Alfred Bosshardt received medical treatment and careful recuperation after his ordeals. He and his wife then addressed crowded meetings in Britain, Europe, and North America. In January 1940 they returned to Guizhou, and settled in a new station at Panxian, which had four baptized church members and no missionary. Panxian fell to Communist forces in 1950, and the people had indoctrination classes, accusation meetings, trials, and executions.
In 1951 the Bosshardts had to leave Panxian and they left Samuel Tang in charge of a group of seventy Christians. Fifty years later Pastor Tang, now in his 70s, was chair of the Guizhou Christian Council, but more important for him he was 'superintendent' of many village congregations numbering many thousands in the Panxian area and had started a Bible Class to train leaders for these many congregations.
Having joined the "Reluctant Exodus" out of China, the Bosshardts arrived in Hongkong. Being French speaking, they went to Pakse, Laos, where the Swiss Brethren were working. In 1957 Laos became an official Overseas Missionary Fellowship field. In Pakse there was a small Laotian Christian Church, but little work among the Chinese. Bosshardt, having worked in Laos from 1951 to 1966, returned to his home in Chorlton-cum-Hardy, Manchester.
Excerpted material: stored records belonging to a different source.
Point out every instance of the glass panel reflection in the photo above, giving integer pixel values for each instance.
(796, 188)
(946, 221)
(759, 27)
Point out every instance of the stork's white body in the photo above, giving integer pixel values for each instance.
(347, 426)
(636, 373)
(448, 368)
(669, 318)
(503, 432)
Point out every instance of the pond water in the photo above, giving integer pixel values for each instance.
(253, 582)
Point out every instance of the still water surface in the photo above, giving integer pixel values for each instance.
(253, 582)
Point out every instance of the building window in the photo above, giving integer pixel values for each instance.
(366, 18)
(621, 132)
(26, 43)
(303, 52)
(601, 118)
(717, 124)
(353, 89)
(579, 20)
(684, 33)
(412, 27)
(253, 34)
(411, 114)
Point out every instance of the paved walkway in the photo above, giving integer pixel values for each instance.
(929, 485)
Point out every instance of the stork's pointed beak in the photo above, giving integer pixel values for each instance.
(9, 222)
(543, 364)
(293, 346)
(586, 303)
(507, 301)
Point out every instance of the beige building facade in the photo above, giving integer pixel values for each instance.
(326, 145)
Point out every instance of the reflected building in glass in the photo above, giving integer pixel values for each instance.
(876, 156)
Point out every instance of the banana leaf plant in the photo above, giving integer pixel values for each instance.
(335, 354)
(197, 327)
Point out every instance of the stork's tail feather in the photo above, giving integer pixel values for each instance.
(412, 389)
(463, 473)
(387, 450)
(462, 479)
He helped the Manchester Chinese Christian Church. Here he wrote The Guiding Hand with the help of Gwen and Edward England. In 1984 he was visited by the British writer Anthony Grey, who subsequently worte a novel, Peking, based on Bosshardt's life. In 1986 Harrison Salisbury, researching for his book The Long March: The Untold Story, visited Bosshardt and brought greetings from General Xiao Ke in China, with whom he had marched half a century earlier. Salisbury sent a copy of The Guiding Hand to Xiao Ke, the "scholar general". This contact resulted in Bosshardt and Xiao Ke corresponding. The Chinese general was impressed with Bosshardt's accuracy and objectivity in his book, and had it translated into Chinese. This became an official textbook at Beijing's National Defense University.
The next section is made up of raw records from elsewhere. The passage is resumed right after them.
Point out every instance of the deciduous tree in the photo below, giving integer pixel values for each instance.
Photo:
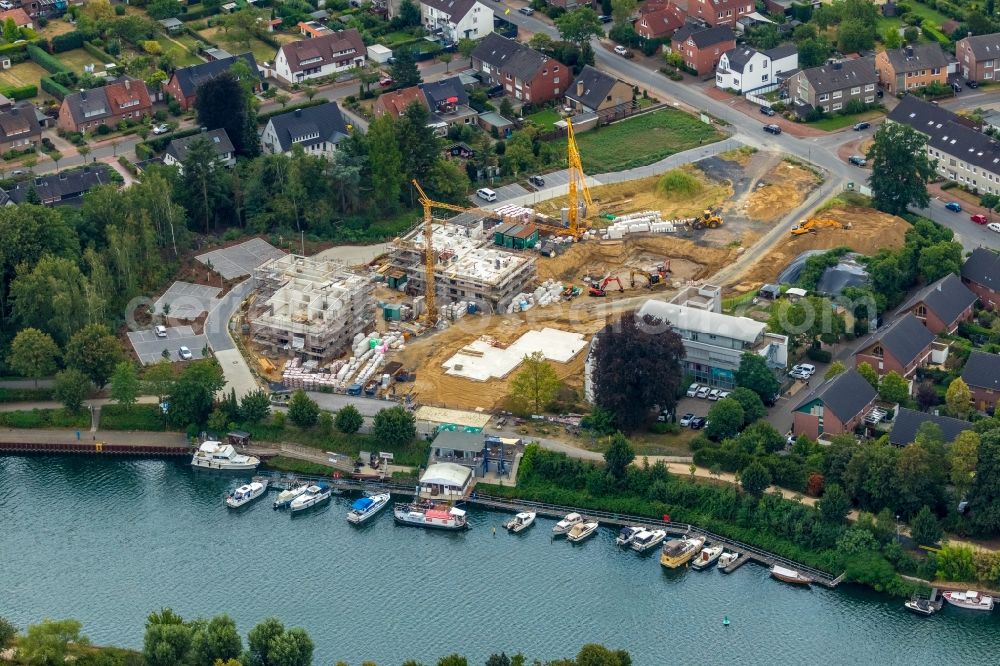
(900, 168)
(637, 366)
(33, 354)
(535, 384)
In 1990 Bosshardt moved from Manchester to Cornford House, Pembury, Kent, with clerical cord infarction. He died in 1993. Messages of condolence were received from Chinese officials in London and Beijing, describing Alfred Bosshardt as "an old friend of the Chinese people". He had been arrested sixty years previously as an enemy of the Chinese people.
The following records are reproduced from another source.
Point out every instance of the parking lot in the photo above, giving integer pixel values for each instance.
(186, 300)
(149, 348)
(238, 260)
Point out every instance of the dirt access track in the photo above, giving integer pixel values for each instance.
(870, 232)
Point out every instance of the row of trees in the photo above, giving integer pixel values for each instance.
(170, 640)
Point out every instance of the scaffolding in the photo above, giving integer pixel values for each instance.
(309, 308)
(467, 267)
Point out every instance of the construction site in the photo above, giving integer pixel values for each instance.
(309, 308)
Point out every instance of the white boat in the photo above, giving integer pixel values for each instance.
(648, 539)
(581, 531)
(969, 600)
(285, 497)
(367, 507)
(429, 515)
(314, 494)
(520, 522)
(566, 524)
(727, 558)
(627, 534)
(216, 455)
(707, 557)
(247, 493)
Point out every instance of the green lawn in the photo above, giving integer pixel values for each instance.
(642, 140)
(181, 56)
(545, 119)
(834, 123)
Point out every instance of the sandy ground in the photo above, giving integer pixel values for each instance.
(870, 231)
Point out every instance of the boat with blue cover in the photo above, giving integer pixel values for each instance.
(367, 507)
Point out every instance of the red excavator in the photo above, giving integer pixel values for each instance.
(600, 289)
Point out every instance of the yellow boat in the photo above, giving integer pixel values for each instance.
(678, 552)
He married fellow CIM missionary Rose Piaget (1894-1965) in Guiyang, Guizhou, on 10 June 1931. Her family owned the famous Piaget Watch Works at La Côte-aux-Fées in the Jura Mountains of Switzerland. The service was half in English and half in Chinese.
There were no children of the marriage.
Literature:
(a) by Bosshardt:
The Restraining Hand: Captivity for Christ in China (London: Hodder & Stoughton, 1936).
The Guiding Hand: Captivity and Answered Prayer in China, with Gwen and Edward England (London: Hodder & Stoughton, 1973).
(b) about Bosshardt:
Leslie T. Lyall, A Passion for the Impossible (London: O.M.F., 1965).
A. J. Broomhall, Hudson Taylor and China's Open Century, Vol. 7 (London: Hodder & Stoughton, 1989).
Jean Watson, Bosshardt: A Biography (Crowborough, East Sussex: Monarch Publications, 1995).
Archives:
(1.) Anthony Grey Archive, AG/AB Alfred Bosshardt and the Long March 1930-1996, Special Collections, University of East Anglia, Norwich, England.
(2.) Overseas Missionary Fellowship Archives, School of Oriental and African Studies, London, England.